Besides the food, I've learned a new game, called Mystic Wood. It's permeated our conversations and in my oxygen deprived coughing fits, I sometimes think I'm a knight called Britomart. I'm currently contemplating a Mystic Wood tattoo, but the options are so outrageous that I'm not sure I can narrow it down. We played the extended edition, forcing us to append a long slice of cardboard to the table just to fit the board upon it. What is Christmas without some game induced rivalry? Dare I mention Trivial Pursuit, SF?

Today we explored beaches and graveyards and debated the way Brits and UStatsians relate to the term "charity". I coughed some more and had a bit more voice than yesterday. Still not enough to do the BBC interview tomorrow morning unfortunately! ('cause what I really want is to be on the radio soundin' like a dyin' frog suffering frequent bouts of desparate lung failure.)

Tomorrow everything changes.
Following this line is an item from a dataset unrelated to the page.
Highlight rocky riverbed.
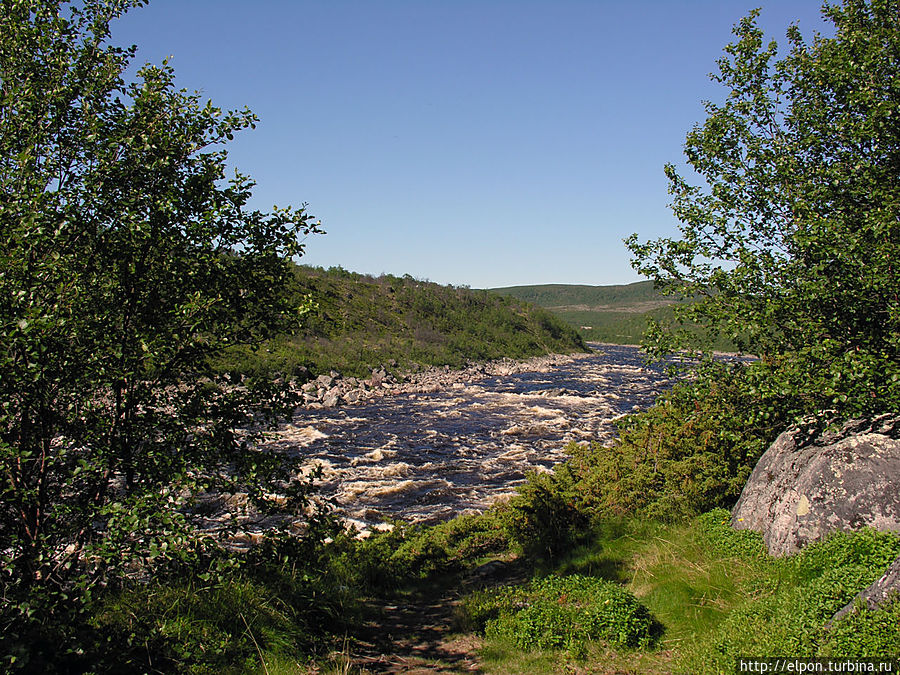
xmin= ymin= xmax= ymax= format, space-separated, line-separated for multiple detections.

Max and Ashley are heading to Turkey in an effort to evade the grey of England. Madigan begins a long journey back to SF. And Adam returns to Bath. I'm staying here with just Ester, the dog, for ten long days. I know zero humans in Penryn. I might freak out at some point. But for the moment I'm hoping to get well enough for bike rides to the beach and long walks with the dog. I've got some major paper writing to finish. And at some point I'm sure I'll be distraught with loneliness, but for now my heart is full of the laughter that's filled the past few days. Unapologetically queer, radical, and American, Ashely and Madigan have sort of hit refresh on my identity. Adam's a breath of fresh air and the man makes a damn fine custard. Max, an ER nurse and British queer activist, has been a total rock since I came to this country and Christmas was no exception. Not only did she give me the dykiest keychain multi-tool for Christmas, but she's also given me an inhaler! With friends like these, I feel pretty grounded in this moment.

And when I do get lonely, I'll reread all the sweet emails i've gotten over the past few days. I'll mistily gaze at the pix of Quivus and Zalaazil that my good friend, Brandy, sent me yesterday (Zalaazil to the left, Quivus below). I'll re-read Hunter's zine on the border and ponder a dissertation. And eventually I'll call some friends in London and beg them again to come down here and spend some time with me. I'm sure I can convince one of them!


Beth! said...

Those kittie pictures are freakin' awesome! much love and psychic luck for getting your writing done. I've got a similar mountain to climb now that I am back in LA.

Uba said...

Happy New Year, Rachel. Just a little belated good wishes for 2009 from your friend from 2008. Did you see what you helped create for the new year? Check me and my mom out in the photo gallery Because of your help I am big and brave and a really good model. Thank you.